The autonomous vehicle market is expected to unlock a $10 trillion opportunity by 2035, encompassing various sectors, from robotics to off-highway vehicles. Several other emerging trends in the automotive industry that we will see are:
- Transition to Multi-Cycle Service Providers: OEMs will evolve from merely manufacturing cars to offering multi cycle (2nd and 3rd hand cars) vehicle sales with integrated services that combine Energy, Connectivity, and Vehicle-as-a-Service models, including subscription plans that extend beyond traditional monthly car leases.
- Chinese OEMs Leading Innovation: Chinese OEMs will dominate not only in EV production but also in connectivity and autonomous vehicle technology, with advanced digital cockpits and futuristic interiors enhancing the customer experience.
- Global Sales and Collaboration: By 2030, more than five OEMs are expected to surpass 10 million sales globally. Increased collaboration and partnerships will be essential for building economies of scale, while those without scale risk being acquired or merged.
- Longevity of Batteries: Soon next-generation batteries will outlast the cars they power, retaining higher residual value than the vehicles at the end of their lifecycle.
- Efficiency and Cost Reduction in EVs: OEMs will focus on improving EV efficiency and reducing costs through advancements like high C-rate up to 10 for charging (based on battery chemistry), shift to high voltage 800 – 1500V architectures, development of wide bandgap semiconductors – GaN, high-frequency high RPM motors, and 5-in-1 integrated e-Powertrains.
- Hyper-Connected Tech Stacks: Future cars will feature horizontally developed, hyper-connected tech stacks, with Tier 1 suppliers integrating sensor suites, high-compute platforms, and embodied AI to create seamless, advanced automotive technologies.

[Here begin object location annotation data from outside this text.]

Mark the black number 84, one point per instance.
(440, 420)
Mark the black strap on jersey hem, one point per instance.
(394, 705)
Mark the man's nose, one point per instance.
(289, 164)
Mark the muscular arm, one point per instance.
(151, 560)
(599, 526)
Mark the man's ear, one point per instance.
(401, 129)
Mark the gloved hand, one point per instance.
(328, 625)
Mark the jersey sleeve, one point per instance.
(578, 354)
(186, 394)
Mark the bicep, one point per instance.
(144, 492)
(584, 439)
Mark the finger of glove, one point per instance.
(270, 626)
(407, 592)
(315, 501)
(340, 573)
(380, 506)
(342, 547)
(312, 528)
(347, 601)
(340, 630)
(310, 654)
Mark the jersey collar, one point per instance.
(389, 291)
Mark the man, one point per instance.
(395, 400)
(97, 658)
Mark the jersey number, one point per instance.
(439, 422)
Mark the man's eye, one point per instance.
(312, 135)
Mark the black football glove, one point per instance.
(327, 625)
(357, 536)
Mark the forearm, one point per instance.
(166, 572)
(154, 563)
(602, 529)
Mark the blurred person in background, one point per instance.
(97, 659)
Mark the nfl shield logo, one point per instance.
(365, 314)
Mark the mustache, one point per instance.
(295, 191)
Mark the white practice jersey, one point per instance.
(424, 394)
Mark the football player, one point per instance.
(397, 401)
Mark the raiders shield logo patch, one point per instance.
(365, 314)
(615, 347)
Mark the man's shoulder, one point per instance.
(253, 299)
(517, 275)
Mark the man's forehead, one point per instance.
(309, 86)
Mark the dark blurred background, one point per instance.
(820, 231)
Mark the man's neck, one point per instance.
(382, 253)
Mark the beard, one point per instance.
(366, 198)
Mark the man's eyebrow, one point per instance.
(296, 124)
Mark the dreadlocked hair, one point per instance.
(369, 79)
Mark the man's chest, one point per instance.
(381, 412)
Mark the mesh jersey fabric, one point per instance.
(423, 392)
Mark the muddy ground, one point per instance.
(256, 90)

- SUVs are Here to Stay: In 2018, SUVs comprised 46.1% of total passenger vehicle sales, growing to 57.4% by 2023. This trend is expected to continue, with SUVs projected to exceed 65% of total passenger vehicle sales by 2030.
Conclusion
Reflecting on those moments of frustration in traffic and the wish for a better solution, it’s clear that the future of the automotive industry will transform our entire approach to mobility. The journey, from traffic jams to seamless transportation, showcases significant changes ahead. The industry’s resilience, combined with its embrace of electric and autonomous technologies, sets the stage for exciting, disruptive growth.